Janus-Pro is a unified multimodal understanding and generation model developed by DeepSeek. It represents a significant advancement over the original Janus framework, designed to perform both visual reasoning and high-fidelity text-to-image synthesis within a single autoregressive transformer architecture. Unlike many multimodal models that use a shared visual encoder for all tasks, Janus-Pro employs a decoupled visual encoding strategy to prevent performance trade-offs between understanding and generation.
The architecture utilizes a specialized SigLIP-L vision encoder to extract high-dimensional semantic features for image understanding and a discrete VQ tokenizer for image generation. These separate pathways map visual information into a shared input space, where a core transformer backbone processes multimodal sequences. This design allows the model to achieve high performance in diverse tasks, including visual question answering (VQA), chart and document analysis, and complex instruction-following for creative synthesis.
Janus-Pro was trained on significantly expanded datasets, incorporating approximately 90 million samples for multimodal understanding and 72 million high-quality synthetic aesthetic samples for generation. This balanced data approach improves the stability of generated outputs and enhances the model's ability to follow precise spatial and stylistic prompts. The model is released in two primary sizes: a lightweight 1B version (based on a 1.5B base) and a more capable 7B version.

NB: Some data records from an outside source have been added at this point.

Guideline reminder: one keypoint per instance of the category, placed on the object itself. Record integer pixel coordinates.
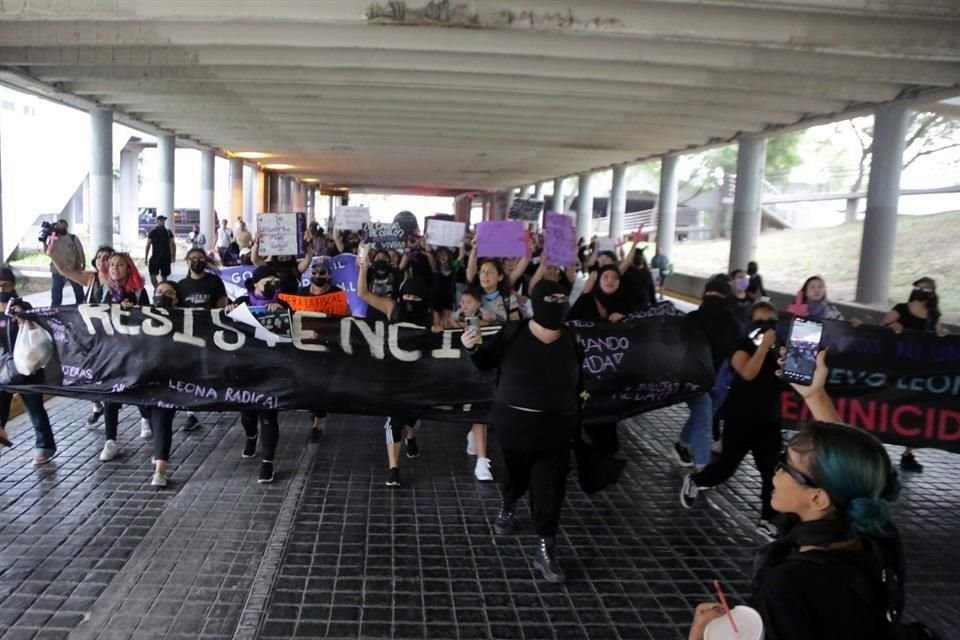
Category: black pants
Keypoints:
(269, 430)
(741, 435)
(161, 423)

For text-to-image generation, the model follows an autoregressive process where it predicts visual tokens based on text inputs. DeepSeek recommends using specific prompt formats for optimal results, typically involving the prefix "Generate an image: " followed by a descriptive prompt. The model demonstrates strong competitive performance in benchmarks such as GenEval and DPG-Bench, showing particular strength in single-object accuracy and positional alignment.